DeNAがキューバ代表の大物野手、ユリエスキ・グリエル内野手(29)の獲得に乗り出し、近日中に合意する可能性が高いことが11日、分かった。高田繁GM(68)が「(獲得に向け)話をしているのは事実。いい報告ができればいいと思う。結論はそんなに時間がかからないと思う」と明言した。すでに渉外担当者が現地入りし、交渉は最終局面とみられる。グリエル側の関係者と複数回の下交渉を進めており、条件面の詰めを進めている模様だ。

 グリエルはアテネ五輪で金メダルを獲得するなど五輪に2度、ワールド・ベースボール・クラシック(WBC)は3度出場するなど、キューバ代表の主軸として活躍。非凡な打撃センスと、高い守備力から「キューバ野球界最高の選手」という評もあるほどだ。DeNAは昨年12月に池田球団社長が同国リーグを視察するなど幅広く情報を集めていた。チームは現在4連勝中と好調だが、チーム打率2割5分1厘、146得点は、ともにリーグワースト。CS進出への打線の低迷打破に向け、獲得に動くことを決断した。高田GMは「今、メジャーも含めて獲得に動ける最高の選手。グリエル以外だったら、今の(チーム)状態で動くわけがない。何をおいても獲得したい選手。何としても来てもらいたいと思っている」とラブコールを送った。
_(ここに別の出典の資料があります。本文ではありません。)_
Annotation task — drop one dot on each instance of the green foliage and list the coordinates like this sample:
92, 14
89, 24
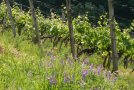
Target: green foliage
24, 67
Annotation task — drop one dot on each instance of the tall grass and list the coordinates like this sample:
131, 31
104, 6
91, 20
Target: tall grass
23, 66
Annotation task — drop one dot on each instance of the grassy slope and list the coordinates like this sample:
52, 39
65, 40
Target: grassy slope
24, 66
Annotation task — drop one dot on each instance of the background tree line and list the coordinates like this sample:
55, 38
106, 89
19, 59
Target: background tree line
124, 9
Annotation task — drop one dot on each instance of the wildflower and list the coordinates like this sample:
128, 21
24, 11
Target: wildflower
84, 74
52, 81
115, 79
99, 70
108, 75
91, 67
66, 78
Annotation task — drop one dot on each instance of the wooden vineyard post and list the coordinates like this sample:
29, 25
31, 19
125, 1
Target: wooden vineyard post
70, 26
35, 24
11, 17
113, 36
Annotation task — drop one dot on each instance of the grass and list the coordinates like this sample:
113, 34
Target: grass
23, 66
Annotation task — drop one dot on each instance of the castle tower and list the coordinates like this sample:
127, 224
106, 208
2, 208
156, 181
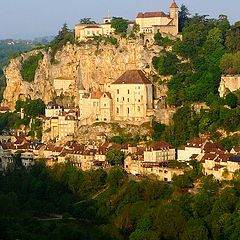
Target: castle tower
81, 89
174, 13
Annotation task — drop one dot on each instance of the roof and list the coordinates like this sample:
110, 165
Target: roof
4, 108
92, 26
213, 147
151, 14
160, 145
64, 78
98, 95
174, 5
132, 77
196, 142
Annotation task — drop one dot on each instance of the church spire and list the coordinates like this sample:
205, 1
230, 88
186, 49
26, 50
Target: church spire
174, 4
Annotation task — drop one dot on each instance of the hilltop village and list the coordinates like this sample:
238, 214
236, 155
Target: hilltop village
127, 95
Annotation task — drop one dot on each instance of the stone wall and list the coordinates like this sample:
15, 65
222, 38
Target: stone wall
99, 65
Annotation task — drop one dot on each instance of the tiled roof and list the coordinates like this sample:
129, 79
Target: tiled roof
99, 94
196, 142
4, 108
132, 77
174, 5
151, 14
160, 145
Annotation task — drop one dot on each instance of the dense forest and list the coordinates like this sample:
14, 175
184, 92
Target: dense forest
67, 203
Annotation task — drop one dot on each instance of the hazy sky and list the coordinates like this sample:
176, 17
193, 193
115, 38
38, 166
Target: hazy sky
31, 18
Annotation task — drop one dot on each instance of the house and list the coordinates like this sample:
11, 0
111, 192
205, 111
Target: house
159, 152
153, 22
193, 147
129, 98
132, 95
84, 32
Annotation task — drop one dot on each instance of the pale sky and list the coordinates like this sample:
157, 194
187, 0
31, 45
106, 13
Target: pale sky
27, 19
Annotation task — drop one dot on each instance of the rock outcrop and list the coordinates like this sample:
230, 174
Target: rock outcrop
99, 64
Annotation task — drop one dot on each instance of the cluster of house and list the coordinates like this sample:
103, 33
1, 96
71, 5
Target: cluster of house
149, 23
156, 159
213, 157
139, 159
129, 99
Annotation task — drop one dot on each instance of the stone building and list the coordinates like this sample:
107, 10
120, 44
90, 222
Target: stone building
129, 98
152, 22
86, 31
96, 107
132, 97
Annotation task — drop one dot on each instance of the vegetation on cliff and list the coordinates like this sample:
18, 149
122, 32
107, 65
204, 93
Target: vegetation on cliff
66, 203
30, 66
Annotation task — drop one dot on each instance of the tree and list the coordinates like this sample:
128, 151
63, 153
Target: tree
116, 177
120, 25
87, 21
115, 157
231, 100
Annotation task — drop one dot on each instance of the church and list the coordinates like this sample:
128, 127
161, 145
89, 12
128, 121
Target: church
129, 98
153, 22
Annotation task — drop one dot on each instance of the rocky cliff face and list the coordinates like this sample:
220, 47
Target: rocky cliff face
99, 65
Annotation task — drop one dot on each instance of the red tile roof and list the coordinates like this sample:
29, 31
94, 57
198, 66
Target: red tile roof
151, 14
174, 5
160, 145
98, 95
132, 77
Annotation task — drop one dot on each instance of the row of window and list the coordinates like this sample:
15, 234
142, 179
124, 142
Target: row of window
128, 91
128, 100
128, 110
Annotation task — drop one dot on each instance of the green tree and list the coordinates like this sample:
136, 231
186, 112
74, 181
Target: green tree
120, 25
87, 21
115, 157
231, 100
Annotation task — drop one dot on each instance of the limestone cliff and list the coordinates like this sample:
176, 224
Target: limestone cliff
99, 65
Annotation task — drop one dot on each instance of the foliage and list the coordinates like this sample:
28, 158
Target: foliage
230, 63
120, 25
87, 21
98, 206
30, 66
64, 36
231, 100
162, 41
166, 64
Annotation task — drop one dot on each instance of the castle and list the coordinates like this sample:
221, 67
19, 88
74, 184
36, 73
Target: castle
153, 22
149, 23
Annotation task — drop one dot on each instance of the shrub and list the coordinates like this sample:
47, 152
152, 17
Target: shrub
30, 66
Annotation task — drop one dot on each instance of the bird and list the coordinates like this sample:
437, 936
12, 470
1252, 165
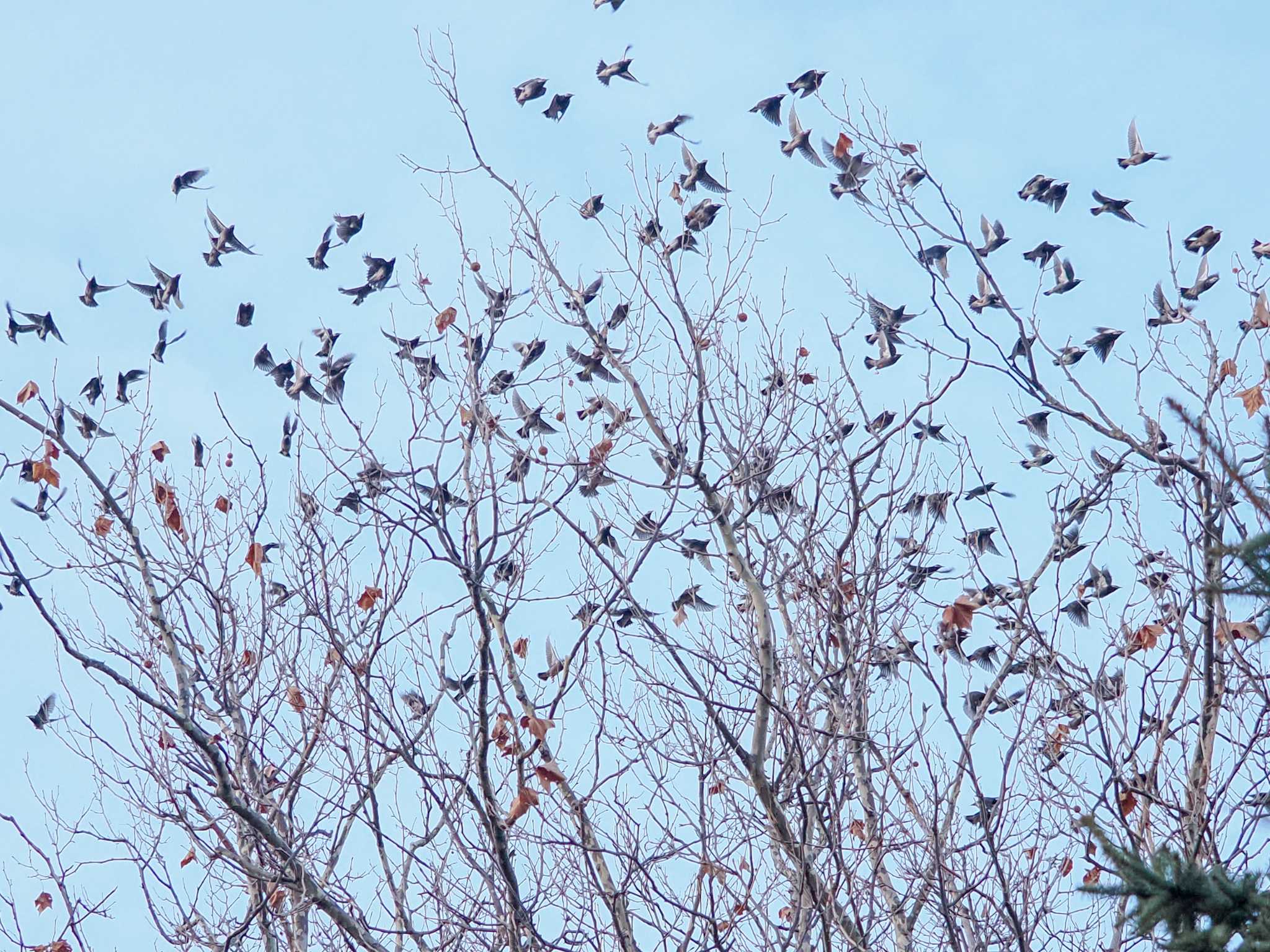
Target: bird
533, 419
770, 108
349, 225
45, 712
621, 69
1137, 154
1203, 281
288, 430
808, 83
163, 345
1038, 457
1114, 206
698, 174
799, 140
125, 381
318, 262
655, 130
558, 107
1202, 239
1042, 254
1065, 277
530, 89
1103, 340
92, 288
187, 179
993, 236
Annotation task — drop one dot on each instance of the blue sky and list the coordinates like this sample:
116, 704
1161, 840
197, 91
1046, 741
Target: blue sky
303, 111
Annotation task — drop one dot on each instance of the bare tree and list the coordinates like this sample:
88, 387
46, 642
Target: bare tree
657, 627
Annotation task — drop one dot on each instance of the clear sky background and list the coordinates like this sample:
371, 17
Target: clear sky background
301, 111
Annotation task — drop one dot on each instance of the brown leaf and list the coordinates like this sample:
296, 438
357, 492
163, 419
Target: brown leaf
255, 557
1128, 803
1253, 399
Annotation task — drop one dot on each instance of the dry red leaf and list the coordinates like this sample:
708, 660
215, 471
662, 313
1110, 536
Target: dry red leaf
1253, 399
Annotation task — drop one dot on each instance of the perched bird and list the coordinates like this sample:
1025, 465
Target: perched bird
1103, 340
770, 108
123, 382
349, 225
45, 712
993, 236
1039, 457
163, 345
187, 179
1042, 254
533, 419
1065, 277
1202, 239
671, 127
698, 175
621, 69
530, 89
1114, 206
92, 288
319, 258
1203, 281
288, 430
935, 257
808, 83
799, 140
1137, 154
558, 107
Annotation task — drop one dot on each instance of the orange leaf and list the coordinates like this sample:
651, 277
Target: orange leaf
255, 557
1253, 399
1128, 803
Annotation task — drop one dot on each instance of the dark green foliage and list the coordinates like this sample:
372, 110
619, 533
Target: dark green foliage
1202, 910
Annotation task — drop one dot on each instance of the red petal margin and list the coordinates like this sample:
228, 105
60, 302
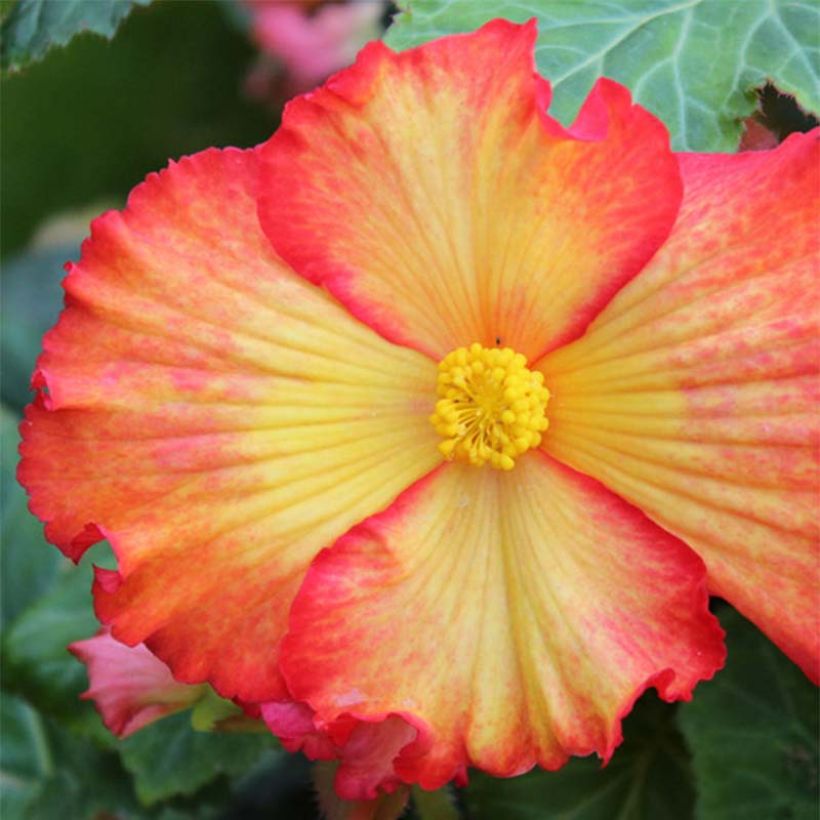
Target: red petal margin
694, 395
432, 195
491, 620
217, 418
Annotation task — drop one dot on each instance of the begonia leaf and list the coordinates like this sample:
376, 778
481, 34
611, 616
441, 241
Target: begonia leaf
170, 758
32, 300
34, 26
48, 772
35, 658
649, 776
753, 732
27, 564
694, 63
24, 759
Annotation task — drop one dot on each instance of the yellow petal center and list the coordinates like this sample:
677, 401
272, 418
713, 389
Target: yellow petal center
491, 407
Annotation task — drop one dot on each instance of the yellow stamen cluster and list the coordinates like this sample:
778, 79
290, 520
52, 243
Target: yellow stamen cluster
491, 407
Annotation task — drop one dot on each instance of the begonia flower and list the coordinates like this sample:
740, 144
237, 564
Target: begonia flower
130, 687
309, 40
430, 424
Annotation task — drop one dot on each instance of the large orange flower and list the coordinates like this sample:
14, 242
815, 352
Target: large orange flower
427, 423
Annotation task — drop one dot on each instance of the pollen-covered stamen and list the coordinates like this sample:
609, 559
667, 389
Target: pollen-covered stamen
491, 407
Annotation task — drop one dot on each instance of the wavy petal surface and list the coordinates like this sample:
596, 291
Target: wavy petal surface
504, 619
431, 194
217, 418
694, 394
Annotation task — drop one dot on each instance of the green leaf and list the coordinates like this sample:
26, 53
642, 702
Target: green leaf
32, 300
753, 732
695, 63
25, 758
28, 565
649, 776
83, 126
48, 772
37, 663
170, 758
34, 26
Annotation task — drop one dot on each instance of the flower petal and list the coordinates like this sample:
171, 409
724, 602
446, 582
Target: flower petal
130, 686
218, 419
431, 194
694, 393
510, 619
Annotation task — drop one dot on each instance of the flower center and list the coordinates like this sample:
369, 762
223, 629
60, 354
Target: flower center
491, 408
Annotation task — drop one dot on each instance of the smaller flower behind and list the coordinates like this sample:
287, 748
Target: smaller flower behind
130, 687
303, 43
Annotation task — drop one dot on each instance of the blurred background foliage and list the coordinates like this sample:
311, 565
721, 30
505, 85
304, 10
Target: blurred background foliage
79, 129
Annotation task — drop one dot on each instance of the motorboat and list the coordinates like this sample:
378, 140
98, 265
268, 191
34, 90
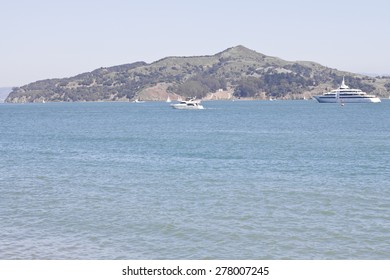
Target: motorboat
344, 94
190, 104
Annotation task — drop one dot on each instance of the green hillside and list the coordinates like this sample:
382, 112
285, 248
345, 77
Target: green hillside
238, 70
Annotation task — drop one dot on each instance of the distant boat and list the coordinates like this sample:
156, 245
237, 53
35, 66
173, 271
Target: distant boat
344, 94
188, 105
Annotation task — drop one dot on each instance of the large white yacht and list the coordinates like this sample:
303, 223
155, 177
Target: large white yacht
344, 94
188, 105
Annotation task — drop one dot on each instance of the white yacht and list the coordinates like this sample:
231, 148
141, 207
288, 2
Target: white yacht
344, 94
188, 105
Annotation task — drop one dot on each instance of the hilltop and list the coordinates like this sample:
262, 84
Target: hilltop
4, 91
237, 72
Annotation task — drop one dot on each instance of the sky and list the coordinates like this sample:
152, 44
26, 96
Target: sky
43, 39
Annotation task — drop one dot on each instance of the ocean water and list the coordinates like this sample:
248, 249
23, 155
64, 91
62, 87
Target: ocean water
238, 180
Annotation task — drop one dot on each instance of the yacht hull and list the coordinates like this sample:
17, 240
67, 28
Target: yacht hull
186, 107
326, 99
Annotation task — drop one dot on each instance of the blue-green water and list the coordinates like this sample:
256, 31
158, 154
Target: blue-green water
239, 180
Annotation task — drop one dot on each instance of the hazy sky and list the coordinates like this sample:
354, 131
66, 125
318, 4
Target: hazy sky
43, 39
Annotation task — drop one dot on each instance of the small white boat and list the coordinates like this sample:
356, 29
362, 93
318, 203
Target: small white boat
188, 105
344, 94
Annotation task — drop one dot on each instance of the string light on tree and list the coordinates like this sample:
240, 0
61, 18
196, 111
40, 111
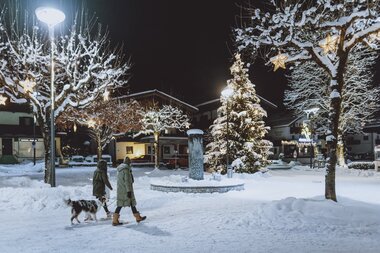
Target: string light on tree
279, 61
28, 85
329, 44
3, 100
91, 123
106, 95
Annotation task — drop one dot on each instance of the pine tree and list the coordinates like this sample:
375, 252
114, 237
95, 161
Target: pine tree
246, 128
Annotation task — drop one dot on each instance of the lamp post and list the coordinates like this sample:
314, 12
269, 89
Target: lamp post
34, 140
226, 94
308, 112
51, 17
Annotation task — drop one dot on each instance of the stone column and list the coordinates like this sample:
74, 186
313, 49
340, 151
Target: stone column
195, 154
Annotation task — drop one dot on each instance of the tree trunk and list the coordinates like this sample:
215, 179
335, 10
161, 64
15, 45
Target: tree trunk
340, 152
46, 136
99, 146
156, 150
336, 85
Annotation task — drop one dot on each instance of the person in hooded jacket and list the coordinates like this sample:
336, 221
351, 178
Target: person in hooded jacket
99, 183
125, 195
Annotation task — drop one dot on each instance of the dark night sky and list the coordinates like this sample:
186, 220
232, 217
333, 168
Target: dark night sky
180, 47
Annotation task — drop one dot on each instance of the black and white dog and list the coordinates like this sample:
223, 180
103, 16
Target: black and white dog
90, 207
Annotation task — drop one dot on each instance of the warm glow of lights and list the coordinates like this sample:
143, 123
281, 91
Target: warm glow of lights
91, 123
279, 61
3, 100
28, 85
329, 44
106, 95
50, 16
227, 92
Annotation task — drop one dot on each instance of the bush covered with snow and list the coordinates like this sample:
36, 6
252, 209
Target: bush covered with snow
361, 165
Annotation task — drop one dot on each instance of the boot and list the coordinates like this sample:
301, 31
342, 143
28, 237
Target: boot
115, 220
139, 217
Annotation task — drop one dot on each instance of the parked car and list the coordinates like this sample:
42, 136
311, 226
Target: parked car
77, 159
143, 159
94, 159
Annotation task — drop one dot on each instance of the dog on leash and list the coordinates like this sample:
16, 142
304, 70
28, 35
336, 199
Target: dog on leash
90, 207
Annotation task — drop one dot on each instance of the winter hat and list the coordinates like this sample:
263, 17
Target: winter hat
127, 160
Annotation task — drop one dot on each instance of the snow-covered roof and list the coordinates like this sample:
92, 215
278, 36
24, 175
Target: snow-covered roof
284, 119
218, 100
158, 92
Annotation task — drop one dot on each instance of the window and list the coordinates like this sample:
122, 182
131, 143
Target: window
150, 150
129, 150
166, 150
25, 121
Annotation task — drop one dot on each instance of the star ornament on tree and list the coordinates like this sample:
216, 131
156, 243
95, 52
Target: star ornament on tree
3, 100
91, 123
329, 44
279, 61
28, 85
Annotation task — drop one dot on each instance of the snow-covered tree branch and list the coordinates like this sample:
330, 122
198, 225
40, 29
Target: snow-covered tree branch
324, 32
105, 119
85, 67
157, 120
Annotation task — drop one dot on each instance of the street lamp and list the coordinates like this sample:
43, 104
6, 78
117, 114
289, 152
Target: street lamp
34, 139
308, 112
226, 94
51, 17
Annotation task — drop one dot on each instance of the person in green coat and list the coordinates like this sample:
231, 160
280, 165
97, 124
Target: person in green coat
125, 195
99, 183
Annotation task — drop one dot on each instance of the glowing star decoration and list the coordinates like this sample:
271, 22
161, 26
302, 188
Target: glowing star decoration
106, 95
3, 100
91, 123
28, 85
279, 61
329, 44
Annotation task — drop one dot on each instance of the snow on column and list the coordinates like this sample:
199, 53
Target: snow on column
195, 154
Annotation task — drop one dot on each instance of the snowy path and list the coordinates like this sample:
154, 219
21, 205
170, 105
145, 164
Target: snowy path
282, 211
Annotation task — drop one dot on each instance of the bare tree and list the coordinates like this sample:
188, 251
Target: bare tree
85, 67
309, 89
321, 31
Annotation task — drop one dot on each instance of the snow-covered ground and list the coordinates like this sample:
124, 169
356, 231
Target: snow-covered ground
279, 211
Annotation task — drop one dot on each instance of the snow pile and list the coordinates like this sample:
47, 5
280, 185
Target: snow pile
356, 172
177, 180
31, 195
314, 215
22, 169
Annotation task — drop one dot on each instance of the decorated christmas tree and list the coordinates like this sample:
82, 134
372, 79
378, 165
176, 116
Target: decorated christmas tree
239, 130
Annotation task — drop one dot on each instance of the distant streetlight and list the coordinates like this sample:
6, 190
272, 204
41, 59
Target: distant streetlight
308, 112
226, 94
3, 100
51, 17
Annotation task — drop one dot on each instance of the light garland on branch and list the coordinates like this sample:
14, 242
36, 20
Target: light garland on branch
329, 44
28, 85
279, 61
106, 95
91, 123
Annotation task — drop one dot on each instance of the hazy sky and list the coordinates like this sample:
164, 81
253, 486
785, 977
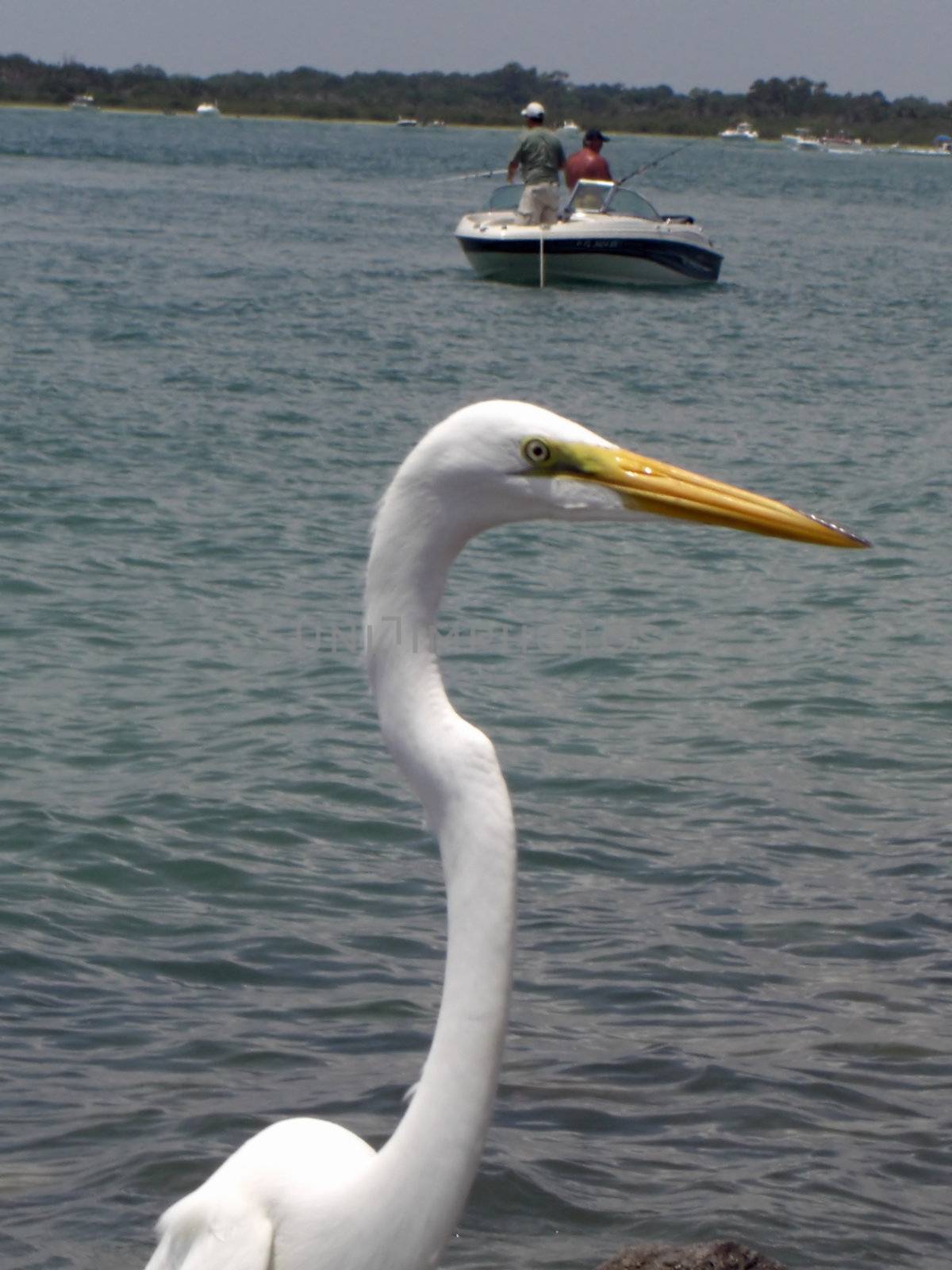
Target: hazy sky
896, 46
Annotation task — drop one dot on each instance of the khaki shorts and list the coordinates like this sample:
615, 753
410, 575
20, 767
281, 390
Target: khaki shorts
539, 203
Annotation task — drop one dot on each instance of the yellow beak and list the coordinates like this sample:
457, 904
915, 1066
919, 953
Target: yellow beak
649, 486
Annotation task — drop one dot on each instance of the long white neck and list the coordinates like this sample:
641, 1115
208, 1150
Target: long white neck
422, 1176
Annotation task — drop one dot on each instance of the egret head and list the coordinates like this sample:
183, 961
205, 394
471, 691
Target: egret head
501, 461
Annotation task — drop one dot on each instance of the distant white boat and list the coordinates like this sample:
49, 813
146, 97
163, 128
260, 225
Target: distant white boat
742, 133
842, 145
803, 139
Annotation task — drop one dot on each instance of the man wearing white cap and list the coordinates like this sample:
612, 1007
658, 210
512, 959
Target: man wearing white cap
541, 156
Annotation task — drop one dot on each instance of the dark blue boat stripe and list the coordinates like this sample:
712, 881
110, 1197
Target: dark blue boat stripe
695, 262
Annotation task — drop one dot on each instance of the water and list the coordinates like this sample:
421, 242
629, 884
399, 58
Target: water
729, 756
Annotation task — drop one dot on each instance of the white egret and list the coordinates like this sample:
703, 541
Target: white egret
306, 1194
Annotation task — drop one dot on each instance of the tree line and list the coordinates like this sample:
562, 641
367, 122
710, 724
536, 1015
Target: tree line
492, 98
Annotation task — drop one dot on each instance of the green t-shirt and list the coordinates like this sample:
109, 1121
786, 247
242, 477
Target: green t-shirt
539, 156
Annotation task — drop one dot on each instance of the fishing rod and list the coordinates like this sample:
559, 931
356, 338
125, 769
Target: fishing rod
474, 175
654, 162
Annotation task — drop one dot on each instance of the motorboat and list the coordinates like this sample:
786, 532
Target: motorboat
603, 234
843, 145
740, 133
803, 139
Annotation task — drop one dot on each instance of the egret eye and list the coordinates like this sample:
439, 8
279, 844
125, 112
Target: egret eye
536, 451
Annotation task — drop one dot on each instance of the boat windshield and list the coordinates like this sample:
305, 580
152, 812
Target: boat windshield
505, 198
605, 196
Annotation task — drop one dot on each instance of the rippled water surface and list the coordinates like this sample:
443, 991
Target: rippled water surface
729, 756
 主砲ブランコが負傷離脱中ということもあり、中畑監督の期待も大きい。「今は苦しい中で勝ち試合ができているけど、打線は低迷している。浮上するための起爆剤になるんじゃないかな。(獲得)実現に大いに期待しています」と話した。契約が合意すれば、5月末から6月上旬の来日とみられる。交流戦途中からになるが、チーム浮上への大きな力となりそうだ。

 ◆ユリエスキ・グリエル

 1984年6月9日、キューバ生まれ。父ルルデスは92年バルセロナ五輪金メダリストで、同国の英雄リナレス、キンデランとクリーンアップトリオを組んでいた。キューバ国内でプレーし、18歳の02年インターコンチネンタル杯から代表入り。走攻守に優れた万能型内野手で、第1回WBC(06年)では二塁手としてベストナイン。第3回WBC(13年)は主将。代表ではリナレスの背番号10を継承している。12年11月18日の侍ジャパン強化試合(札幌ドーム)では涌井から本塁打。183センチ、89キロ、右投げ右打ち。